Seating herself at the ship’s helm, she gazed upon the ice-cold beauty of a million stars. They murmured to her of infinities. They brought to mind her own small size and the vastness of the universe. That she could travel millions of kilometers while the stars remained much the same was mocking proof of how close the two worlds lay and how desperately small Jess and her craft were. Jessamyn felt sometimes as if her ship hovered in space—caught between the pull of Earth and the pull of Mars, neither advancing nor receding.
A comfortless parallel to the tug-of-war that raged within her.
She shivered and pulled up a navigational reading, which told her the watery Terran world lay nine million kilometers behind her already. Seventy-four million to go. Somewhere, upon that alien planet, Pavel Brezhnaya-Bouchard wandered with her brother. She had to believe her Terran friend Pavel had found Ethan, as he’d vowed to do. She considered writing to Pavel, a practice she’d begun their second day out from Earth, but she had nothing to say that she hadn’t already written half a dozen times over.
Are you well? Are you safe? Take care of my brother. Tell him I will return.
The letters were foolish—she had no way of delivering them. No, her only task now was to get the ration bars home.
Jess forced herself to focus on the ship’s navigational controls. Her heading was true, her speed excellent. In another few days, she might need to make a small burn to correct their course, but the ship needed nothing from her today. The screen appeared exactly as it had since their departure: Earth behind the
Galleon
, Mars before her.
Mars.
Jessamyn took in a shaky breath, her heart throbbing with dull pain as she thought of home. She yearned for it. Longed for her mother’s arms around her, her father’s soft voice telling her everything would be alright. But how could things ever be right again? How could home be home without her brother there? Her breath hitched.
Think about the
Galleon, she told herself.
Calculate something.
She pulled up the time remaining for her journey. No surprise there: sixteen and a half days until her craft intersected the path of the Red Planet. Sixteen and a half days until she could begin the process of petitioning for a mission aimed at the rescue of her brother, Harpreet, and the captain.

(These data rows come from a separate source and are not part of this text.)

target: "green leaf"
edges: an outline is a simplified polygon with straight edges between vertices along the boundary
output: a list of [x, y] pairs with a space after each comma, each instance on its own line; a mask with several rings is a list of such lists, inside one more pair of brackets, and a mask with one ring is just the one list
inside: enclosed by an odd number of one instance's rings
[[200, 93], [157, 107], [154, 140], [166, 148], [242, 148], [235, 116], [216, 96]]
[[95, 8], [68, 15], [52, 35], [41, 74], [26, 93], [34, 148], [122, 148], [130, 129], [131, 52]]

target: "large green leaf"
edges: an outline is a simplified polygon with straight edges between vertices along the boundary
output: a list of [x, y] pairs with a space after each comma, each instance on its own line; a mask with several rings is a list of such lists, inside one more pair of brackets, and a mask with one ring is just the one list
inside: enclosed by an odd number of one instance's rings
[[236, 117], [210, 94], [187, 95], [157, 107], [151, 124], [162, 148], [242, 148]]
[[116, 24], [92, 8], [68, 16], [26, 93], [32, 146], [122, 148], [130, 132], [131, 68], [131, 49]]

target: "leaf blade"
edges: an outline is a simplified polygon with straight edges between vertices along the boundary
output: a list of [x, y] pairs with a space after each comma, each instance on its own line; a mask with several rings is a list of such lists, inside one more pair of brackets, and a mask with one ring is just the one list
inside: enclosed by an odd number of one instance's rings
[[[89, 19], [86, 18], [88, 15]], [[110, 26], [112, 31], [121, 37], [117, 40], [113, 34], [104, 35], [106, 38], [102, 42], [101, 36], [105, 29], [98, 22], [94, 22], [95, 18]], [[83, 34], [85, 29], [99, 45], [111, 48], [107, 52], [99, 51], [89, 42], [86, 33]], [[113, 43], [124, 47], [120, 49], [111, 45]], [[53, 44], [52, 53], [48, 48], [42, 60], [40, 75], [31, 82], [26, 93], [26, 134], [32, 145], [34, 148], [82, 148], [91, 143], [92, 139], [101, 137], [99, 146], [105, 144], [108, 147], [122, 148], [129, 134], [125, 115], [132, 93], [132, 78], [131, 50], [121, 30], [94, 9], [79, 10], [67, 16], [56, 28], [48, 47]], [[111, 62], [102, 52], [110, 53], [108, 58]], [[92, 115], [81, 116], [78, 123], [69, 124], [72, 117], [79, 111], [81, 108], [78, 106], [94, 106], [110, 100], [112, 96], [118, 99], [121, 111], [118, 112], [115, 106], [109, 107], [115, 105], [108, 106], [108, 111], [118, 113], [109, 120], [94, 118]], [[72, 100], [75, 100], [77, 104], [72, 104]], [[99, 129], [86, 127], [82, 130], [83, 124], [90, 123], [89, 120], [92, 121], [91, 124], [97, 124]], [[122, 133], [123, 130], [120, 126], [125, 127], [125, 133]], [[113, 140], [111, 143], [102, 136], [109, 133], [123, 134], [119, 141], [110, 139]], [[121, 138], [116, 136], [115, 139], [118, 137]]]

“I just want things to be the way they were,” she murmured to the ship. “That’s all.” Involuntarily, her head turned to Ethan’s station beside hers. Where was he now? How was he adjusting to his re-body? Was he afraid? Anxious? Humming in the monotone that indicated a retreat into the dark corners of his mind?
A shuffling noise in the hall behind her told Jessamyn that Crusty was approaching, and she pulled her gaze from her brother’s empty chair.
“You’re up early, kid,” said the mechanic.
Jess shrugged. She hadn’t admitted to Crusty that sleep came with difficulty if it came at all. “It’s a big day,” she said.
That much was true. Today she and Crusty would transmit to Mars Colonial Command the message that Mars would not starve. That while the ship’s captain, negotiator, and communications expert had been lost, the ration bars were on their way, safe in the
Galleon
’s hold.
Ethan would have been able to transmit the message visually or at least via audio. But Crusty and Jess knew only how to key in written messages. Personally, Jess was relieved that she wouldn’t have to smile or look solemn or whatever would have been appropriate. Crusty had insisted she compose the communication, as she was now the ship’s commanding officer. So she’d written and rewritten the message, never completely satisfied with the lifeless words; so cold upon the screen, so incapable of communicating the enormity of joy and despair she felt as she returned home.
Crusty seated himself at the communications station. He seemed to be feeling something as well. Jess watched as his large hands hovered over the panel, closing and opening several times as if he were contemplating performing a difficult surgery instead of merely transmitting a message.